LaTeX manuals are full of examples such as Fig.~5
or Thm.~10
. The tilde prohibits a line break after the abbreviation completely, to make sure that the reader doesn't see a period at the end of a line and think that the current sentence is over and the next line is numbered. However, sometimes it's better to break after the period because other alternatives would be worse, e.g., when a long Probl.~1.2.3.4.5.6
runs into the margin, to which the publisher rightfully says it quits the print area or the visible area.

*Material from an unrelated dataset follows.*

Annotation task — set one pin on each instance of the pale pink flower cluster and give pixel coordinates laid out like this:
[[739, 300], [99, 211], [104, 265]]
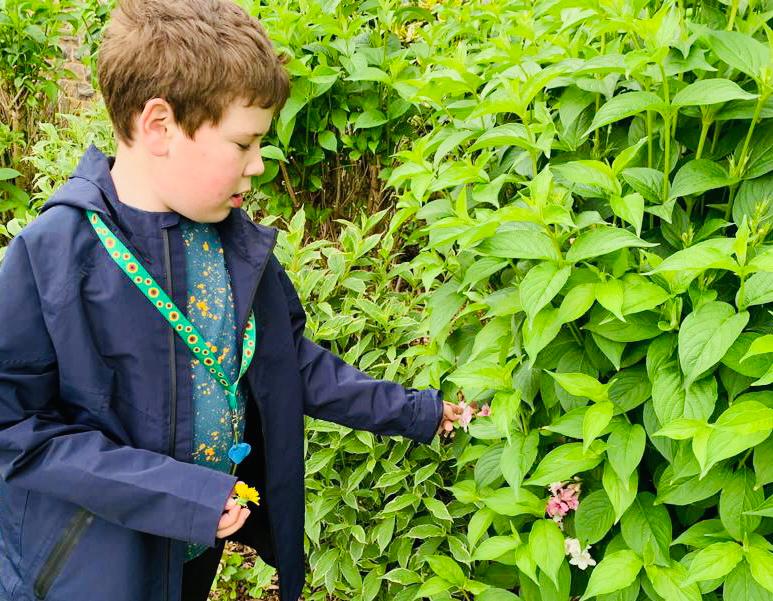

What would be an elegant way to tell LaTeX to make a break after the full stop only if otherwise the typesetting gets really nasty? E.g., is there any better, short, elegant way of saying Probl.\@\penalty5000\ 1.2.3.4.5.6
? I randomly took 5000 here; please feel free to adjust this number accordingly (and say why you take a different value if you adjust it). Of course, we would like the solution to work regardless of whether we use French or English spacing and, ideally, with cleveref. My attempts:
\documentclass{article}
\usepackage{float}
\usepackage{cleveref}
\crefname{figure}{Fig.\@\penalty5000}{Figs.\@\penalty5000}
\showoutput
\begin{document}
\nonfrenchspacing%% to have the most general solution
See Fig.\@\penalty5000\ \labelcref{figure_label}\@.%% Not elegant at all
\begin{figure}[H]
\caption{No, this has nothing to do with the manual ``See Figure 1''. Don't search for it online, please.}
\label{figure_label}
\end{figure}
See \cref{figure_label}. %% Produces \penalty5000\penalty10000 in the output :-(.